Battle of Stones River: The Widow Burris House

2004 Stones River National Battlefield, Historic Resource Study

The Widow Burris House is located on Asbury Lane, a rural road that intersects the Nashville Pike.

During the 1860s, Asbury Lane was an unpaved dirt road providing access for a few farms to the Nashville Pike. Census records indicate that in 1860, this house and the farm was the home of the widow Mrs. Eliza Burris, three adolescent children, and two other small children, probably grandchildren.

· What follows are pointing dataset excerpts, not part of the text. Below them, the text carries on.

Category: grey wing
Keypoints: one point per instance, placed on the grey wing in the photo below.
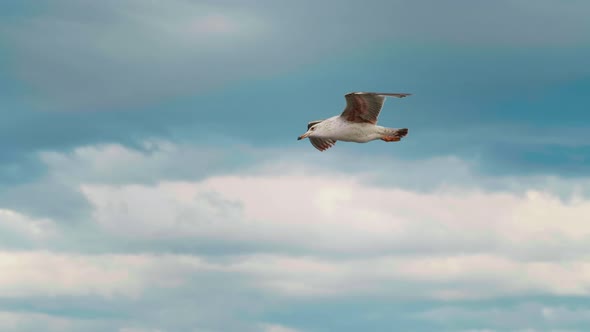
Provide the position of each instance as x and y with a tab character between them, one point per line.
309	125
366	106
322	143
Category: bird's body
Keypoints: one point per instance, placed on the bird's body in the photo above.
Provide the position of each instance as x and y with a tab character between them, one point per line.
357	123
339	129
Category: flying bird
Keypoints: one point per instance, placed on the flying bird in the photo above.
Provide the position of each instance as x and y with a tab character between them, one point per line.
357	123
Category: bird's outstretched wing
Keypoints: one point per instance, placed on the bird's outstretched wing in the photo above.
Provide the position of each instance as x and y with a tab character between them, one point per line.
322	143
365	106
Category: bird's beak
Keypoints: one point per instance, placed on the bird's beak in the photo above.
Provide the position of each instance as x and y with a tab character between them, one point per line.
303	136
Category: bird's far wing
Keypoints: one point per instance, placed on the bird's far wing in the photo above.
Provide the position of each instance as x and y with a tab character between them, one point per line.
365	106
313	123
322	143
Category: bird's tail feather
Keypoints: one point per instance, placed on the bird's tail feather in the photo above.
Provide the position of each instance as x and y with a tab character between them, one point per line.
395	132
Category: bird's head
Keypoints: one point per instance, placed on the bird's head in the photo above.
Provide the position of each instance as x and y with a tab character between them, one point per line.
313	131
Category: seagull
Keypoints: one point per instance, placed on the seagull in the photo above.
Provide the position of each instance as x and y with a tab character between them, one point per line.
357	123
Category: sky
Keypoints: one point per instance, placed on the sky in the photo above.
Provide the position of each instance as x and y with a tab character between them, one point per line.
151	180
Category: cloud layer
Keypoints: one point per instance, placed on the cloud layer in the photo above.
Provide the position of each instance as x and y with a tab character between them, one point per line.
291	232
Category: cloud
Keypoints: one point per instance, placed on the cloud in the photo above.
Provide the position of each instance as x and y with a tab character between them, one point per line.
289	233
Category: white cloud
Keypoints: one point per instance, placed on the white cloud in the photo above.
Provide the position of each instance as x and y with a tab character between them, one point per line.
309	231
277	328
537	316
26	227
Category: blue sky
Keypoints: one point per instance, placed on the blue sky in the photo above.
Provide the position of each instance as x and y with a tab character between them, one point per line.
151	180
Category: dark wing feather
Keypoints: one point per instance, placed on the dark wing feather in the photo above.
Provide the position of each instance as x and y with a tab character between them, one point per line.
366	106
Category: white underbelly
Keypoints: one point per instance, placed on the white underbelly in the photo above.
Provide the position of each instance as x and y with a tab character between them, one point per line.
360	133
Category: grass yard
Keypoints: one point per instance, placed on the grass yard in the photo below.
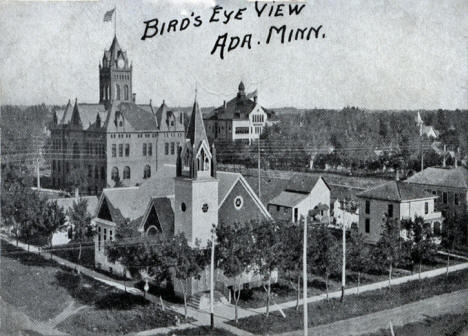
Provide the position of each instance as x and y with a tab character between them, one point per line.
449	325
199	331
42	289
354	305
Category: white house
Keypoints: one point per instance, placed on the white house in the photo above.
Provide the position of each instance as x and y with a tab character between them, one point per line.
303	193
395	200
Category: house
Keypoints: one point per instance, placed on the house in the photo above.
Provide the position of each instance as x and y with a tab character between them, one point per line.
188	198
61	236
115	141
449	184
240	119
344	205
303	193
395	200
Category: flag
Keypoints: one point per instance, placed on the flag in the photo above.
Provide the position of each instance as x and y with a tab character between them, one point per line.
108	15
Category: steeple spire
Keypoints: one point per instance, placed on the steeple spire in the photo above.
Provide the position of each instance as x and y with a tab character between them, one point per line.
196	131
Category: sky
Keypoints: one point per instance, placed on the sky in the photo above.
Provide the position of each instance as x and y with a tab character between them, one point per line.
377	54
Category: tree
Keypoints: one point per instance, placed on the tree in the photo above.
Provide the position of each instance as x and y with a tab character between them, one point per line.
81	221
267	253
422	244
234	254
291	260
324	256
185	261
51	219
358	253
454	233
389	249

This structure, which is still extant, is notable not only because it served as a field hospital, but also because it was the scene of a desperate and successful Union repulse of Confederate troops advancing towards the Nashville Pike and the Nashville & Chattanooga Railroad on December 31,
1862.

Late in the morning of December 31, 1862, Confederate troops broke through Union lines near the Nashville Pike close to the Widow Burris’s
house. General Rosecrans himself rallied the Union troops to plug this hole in their lines and repel the Confederates. Alexander F. Stevenson, a Union
veteran who composed a history of the Battle of Stones River in the 1880s, offered a detailed description of this part of the battle. He related that
Confederate officer, “Liddell says, that he went for a few minutes into
a Federal hospital (Widow Burroughs’s house), near the little dirt road, being called for protection, and, in an incredibly short time, he found his line breaking rapidly to the rear, that he galloped quickly to head off the stragglers. On halting he found them to be Johnson’s men. Riding to the
right he met General Johnson looking for his men. Johnson then informed Liddell that his brigade was not far distant, in the neck of the woods. It is evident that these rebel brigades must have been utterly demoralized, and, if Col. Bradley’s attack had been followed up at once, the fortunes of that day would have been changed.

The Widow Burris House is a two-story frame house with a front porch carried on two boxed posts. Private individuals currently own this property, and the 1999 GMP does not include this site in the proposed authorized boundary.